In Bayern landen jährlich 1,3 Millionen Tonnen Lebensmittel im Müll. Das möchte Ute Rummel so nicht hinnehmen. Die Rentnerin rettet Lebensmittel vor der Tonne und ist in Nürnberg regelmäßig auf Foodsharing-Tour.

Von: Anne Chebu

Stand: 18.01.2016

Ute Rummel (r.) und Christine Heuschmid stellen gerettete Ware ins "Fair-Teiler-Regal" | Bild: BR-Studio Franken/Anne Chebu

Vom Landwirt über Produzenten und Händler bis hin zum Konsumenten – es wird schnell weggeworfen, was nicht mehr als perfekte Ware gilt. Ob krumme Karotten oder abgelaufener Joghurt, beim Foodsharing wird alles gegessen, was noch gut ist. Ganz egal, was das Mindesthaltbarkeitsdatum sagt.

Die Organisation erfolgt online

In Nürnberg engagieren sich 140 Foodsaver, also Essensretter. Ute Rummel ist eine von ihnen. Die Rentnerin investiert viel Zeit und Benzingeld, um das Projekt zu unterstützen. Für sie ist es vor allem ein ethisches Thema, dass Nahrung nicht einfach weggeworfen werden kann. Außerdem freut sich die Rentnerin, im Foodsharing eine anspruchsvolle Beschäftigung gefunden zu haben. In der Nürnberger Region beteiligen sich über 50 Betriebe und bieten ihre Lebensmittel an. Die Abholungen und Weiterverteilungen sind genau geplant. Die ehrenamtlichen Helfer tragen sich online für unterschiedliche Aufgaben ein.

Der "Fair-Teiler" ist für alle da

Am "Fair-Teiler" vor dem Café Martha kann jeder beliebig viele Lebensmittel abgeben oder mitnehmen. Die Anlaufstelle für gerettetes Essen in der Marthastraße 35 in Nürnberg ist jederzeit öffentlich zugänglich.
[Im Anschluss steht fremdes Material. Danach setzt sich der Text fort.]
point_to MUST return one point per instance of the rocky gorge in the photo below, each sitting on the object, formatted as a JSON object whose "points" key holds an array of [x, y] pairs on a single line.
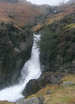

Eine Voranmeldung ist nicht notwendig.

Ute Rummel fährt zu einem Bio-Supermarkt nach Schwabach. Die Filialleiterin Janine Burkardt erwartet sie bereits. Produkte, die das Mindesthaltbarkeitsdatum überschritten haben, dürfen nur mit besonderer Sorgfaltspflicht verkauft werden. Sie müssen geprüft und gekennzeichnet sein. Oft landen sie daher im Müll. Aber auch diese Praxis bedeutet mehr Arbeit für Supermärkte. Denn Joghurt oder Milch müssen aus der Verpackung geschüttet werden, damit der Müll getrennt werden kann.

Tofuwurst, Joghurt und Frühstücksflocken

Für Foodsaverin Ute Rummel geht es mit der Ladung weiter. Sie hat eine feste Route. Vegane Produkte fährt sie zwei Familien vorbei, den Rest – und das ist oft viel – bringt sie zu einem festen "Fair-Teiler", also einem öffentlich zugänglichen Platz. Dort stehen Regal und Kühlschrank und warten auf "frische" alte Ware. In Nürnberg steht der "Fair-Teiler" auf dem Bürgersteig vor dem Café Martha, einem kleinen Café in einem Mehrgenerationenhaus.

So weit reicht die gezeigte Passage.